The 1970s-style terrifying, suspenseful thriller is the latest theatrical installment in what officials hope will grow into a well-attended series drawing the community together. The town has also reached out to nearby Clayton and Cheswold residents to join the fun.

“We’re trying to bring in more people to enjoy the benefits of living here in Smyrna and coming to visit too,” said series organizer James Markow, a town billing and IT manager.

In case anyone is brave enough to enter Lake Como on “Jaws” night, the town will provide glow sticks for around the neck and Tiki torches to help illuminate the area. Free popcorn will be available and food trucks will be present for other treats.

Mr. Markow, for one, won’t venture anywhere near the water Tuesday, guaranteed.

“ ‘Jaws’ still scares me as much now as it did the first time I watched it,” he said.

The town’s July 19 movie series debut got off to an inauspicious start with the showing of “Jumanji: Welcome to the Jungle” at George C. Wright Jr. Municipal Park at 325 N. Main St. While the movie was well received by the 35 to 40 attendees, many folks left because “the bugs were bad.”

The town made sure to fog the area when “Black Panther” played for an audience of 40 to 50 on Aug. 10, and Mr. Markow said, “the bugs were not as bad.”

The parents surveyed afterward gave a thumbs-up to the experience.

“They said it was great, an easy way to use the playground equipment, watch a movie, go home and get them to bed,” Mr. Markow said. “I was like ‘Exactly!’ ”

Positive reviews

Mr. Markow, Vice Mayor Peter M. Retzlaff and Town Manager Gary Stulir hatched the movie series idea months ago after positive public reviews following a couple shows in 2017 and hope to continue it throughout the year as weather allows. The vice mayor received credit for billing “Jaws” as a must-have showing.

Other than that, Mr. Markow has turned to the younger generation to choose the shows. The emphasis is on attracting families to the movies.

“I’m not a movie buff buy my kids enjoy it and if they do I know others will,” Mr.

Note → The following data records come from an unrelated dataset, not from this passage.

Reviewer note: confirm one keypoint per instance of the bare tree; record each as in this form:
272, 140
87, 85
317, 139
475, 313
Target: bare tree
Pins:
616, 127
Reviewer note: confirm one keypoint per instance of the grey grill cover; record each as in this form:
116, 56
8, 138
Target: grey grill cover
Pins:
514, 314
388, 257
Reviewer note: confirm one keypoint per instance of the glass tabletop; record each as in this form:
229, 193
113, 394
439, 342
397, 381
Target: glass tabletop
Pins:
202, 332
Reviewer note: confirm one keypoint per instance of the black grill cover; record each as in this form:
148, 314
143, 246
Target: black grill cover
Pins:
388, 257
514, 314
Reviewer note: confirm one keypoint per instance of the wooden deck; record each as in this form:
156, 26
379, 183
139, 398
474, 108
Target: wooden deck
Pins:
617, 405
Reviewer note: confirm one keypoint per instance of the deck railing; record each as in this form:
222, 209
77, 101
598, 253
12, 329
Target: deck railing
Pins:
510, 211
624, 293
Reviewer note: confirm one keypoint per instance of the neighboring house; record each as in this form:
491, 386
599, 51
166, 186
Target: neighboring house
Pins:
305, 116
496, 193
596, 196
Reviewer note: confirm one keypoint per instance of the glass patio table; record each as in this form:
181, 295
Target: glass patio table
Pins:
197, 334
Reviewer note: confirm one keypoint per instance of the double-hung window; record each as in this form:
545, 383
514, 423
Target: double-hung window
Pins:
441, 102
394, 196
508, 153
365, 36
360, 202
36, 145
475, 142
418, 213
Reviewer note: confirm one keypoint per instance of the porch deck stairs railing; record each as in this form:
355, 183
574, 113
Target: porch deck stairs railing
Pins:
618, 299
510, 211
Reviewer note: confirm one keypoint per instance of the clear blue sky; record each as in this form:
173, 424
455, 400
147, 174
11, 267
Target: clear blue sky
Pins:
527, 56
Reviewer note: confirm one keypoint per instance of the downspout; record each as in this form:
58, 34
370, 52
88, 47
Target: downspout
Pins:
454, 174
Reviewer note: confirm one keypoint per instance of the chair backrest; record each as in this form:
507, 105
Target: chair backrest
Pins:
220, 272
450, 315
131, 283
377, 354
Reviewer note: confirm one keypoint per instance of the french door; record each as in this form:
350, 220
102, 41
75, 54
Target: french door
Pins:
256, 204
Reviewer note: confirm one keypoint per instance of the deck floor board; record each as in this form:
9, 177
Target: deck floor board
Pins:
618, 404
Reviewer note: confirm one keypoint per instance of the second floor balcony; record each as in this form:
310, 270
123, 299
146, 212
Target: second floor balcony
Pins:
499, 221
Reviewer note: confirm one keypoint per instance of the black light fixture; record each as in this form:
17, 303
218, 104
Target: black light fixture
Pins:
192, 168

Markow said.

Tentatively, “Grease” is scheduled for the big screen at Wright Park on Oct. 18, The movie, released 40 years ago, will coincide with Smyrna High’s homecoming parade and football game, along with the Historic Home Tour.

“Traditionally, the Smyrna High School alumni return for homecoming activities so we felt that it may give them another activity to attend when they come back to visit,” Mr. Stulir said. “The movies are a nice complement to the Smyrna Concert Series and annual Smyrna at Night events.”

The town plans to host at least two more movies in 2018, but the titles and dates are to be determined. Possible movies include both of “The Incredibles” flicks and “Avengers: Infinity War.”

“As we finalize the other movies, we will release the date and movie selection on our website, social media and app,” Mr. Stuliir said.

When it gets colder, Mr. Markow said, “we’ll serve hot chocolate.”

Mr. Retzlaff described the venture as “a great opportunity to give more back to the community. In my three years as vice mayor, I have had the opportunity to work with a great group of individuals on council, as well as the town staff, … and I feel it has always been a priority of council and town staff to give back to the community.

“As long as it continues to be successful and fiscally sound, I hope the movie nights in Smyrna continue in the future with bigger and better events.”

According to officials, each movie costs $300 to show due to a licensing fee. An 11 foot by 18 foot screen and small projector cost just under $400. The town used the public address system it already had to project the sound. The system was tested late last week to make sure there were no big screen glitches Tuesday.

Mr. Markow said he built a frame for the screen and an apparatus to attach it to the dock. Afterward, his 12-year-old daughter helps him take it down.

According to Vice Mayor Retzlaff, “Movie nights in Smyrna are a collaborative effort of town council, town management, and staff.

“The movie nights actually started last fall on a limited basis with some success, so we collectively decided to give it another chance this year on a full scale basis – based upon the positive reaction we, the town, were getting from the success of the Summer Concert Series we launched this year.”